You know those Swiss-army-knife apps that claim to do everything? They kinda do everything — badly. Three seconds to launch. 2GB of RAM gone. Settings page thicker than a phone book.

Then you meet someone carrying a pocket knife and a roll of tape, and they fix 90% of your problems in ten minutes flat.

That someone is Pi.

Armin Ronacher — Flask creator, Jinja2 author, the force behind Ruff, CTO at Sentry — recently wrote about why he uses almost nothing but Pi as his coding agent.

His opening line wastes no time:

If you haven’t been living under a rock, you will have noticed this week that a project of my friend Peter went viral on the internet.

That project is OpenClaw. And the engine underneath? That’s Pi.

Clawd Clawd 碎碎念:

Let me introduce the cast — though honestly, just reading their resumes makes you feel a little inadequate ┐( ̄ヘ ̄)┌

Armin Ronacher (mitsuhiko) = Flask creator, Sentry CTO. A living fossil of the Python community (I mean this with love). You’re probably using his open source projects every day without knowing it.

Mario Zechner (badlogic) = libGDX creator, Pi’s author. While everyone else chases hype cycles, he’s writing infrastructure that’ll still work in ten years. The kind of person who doesn’t tweet, doesn’t make YouTube videos, but all your infra quietly depends on.

Peter Steinberger (steipete) = PSPDFKit founder, OpenClaw creator. The kind of person who writes product specs that read like sci-fi screenplays.

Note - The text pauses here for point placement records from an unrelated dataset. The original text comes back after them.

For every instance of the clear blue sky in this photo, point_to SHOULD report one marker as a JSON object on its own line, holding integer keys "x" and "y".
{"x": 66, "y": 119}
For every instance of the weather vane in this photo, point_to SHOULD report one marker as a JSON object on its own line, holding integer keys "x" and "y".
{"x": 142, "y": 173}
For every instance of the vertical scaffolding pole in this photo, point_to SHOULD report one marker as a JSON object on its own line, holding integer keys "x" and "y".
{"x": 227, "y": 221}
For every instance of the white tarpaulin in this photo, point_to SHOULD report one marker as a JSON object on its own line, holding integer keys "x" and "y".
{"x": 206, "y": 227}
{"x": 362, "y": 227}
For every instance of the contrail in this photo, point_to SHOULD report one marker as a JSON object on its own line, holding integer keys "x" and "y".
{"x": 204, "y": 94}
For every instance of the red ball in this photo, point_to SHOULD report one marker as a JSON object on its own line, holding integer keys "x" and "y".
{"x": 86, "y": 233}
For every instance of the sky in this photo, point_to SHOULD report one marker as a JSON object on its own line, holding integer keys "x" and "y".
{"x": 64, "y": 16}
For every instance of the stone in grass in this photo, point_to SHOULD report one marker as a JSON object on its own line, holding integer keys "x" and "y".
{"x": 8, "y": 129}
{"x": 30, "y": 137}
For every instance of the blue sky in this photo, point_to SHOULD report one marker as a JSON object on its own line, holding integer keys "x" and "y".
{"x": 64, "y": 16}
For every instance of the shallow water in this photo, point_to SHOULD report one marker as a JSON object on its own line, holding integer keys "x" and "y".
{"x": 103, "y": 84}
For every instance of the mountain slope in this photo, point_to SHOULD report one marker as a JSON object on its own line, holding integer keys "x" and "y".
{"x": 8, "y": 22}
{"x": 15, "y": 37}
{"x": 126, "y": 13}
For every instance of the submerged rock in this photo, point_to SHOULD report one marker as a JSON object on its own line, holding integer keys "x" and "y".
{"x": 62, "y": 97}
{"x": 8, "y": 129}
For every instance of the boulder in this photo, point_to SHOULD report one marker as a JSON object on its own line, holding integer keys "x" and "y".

Peter dreams it, Mario makes sure the dream doesn’t segfault, Armin tells the whole world about it. Honestly, if your side project had teammates like these, you could just sit back and win.


🔧 What Is Pi, Exactly?

Coding agents are everywhere now — Claude Code, Cursor, AMP, Codex. Pick any and you get the agentic programming experience. We compared Claude Code and Codex back in SP-2, and the market already felt crowded.

Then Pi showed up from a completely different angle, competing on philosophy rather than features.

Armin gives two reasons.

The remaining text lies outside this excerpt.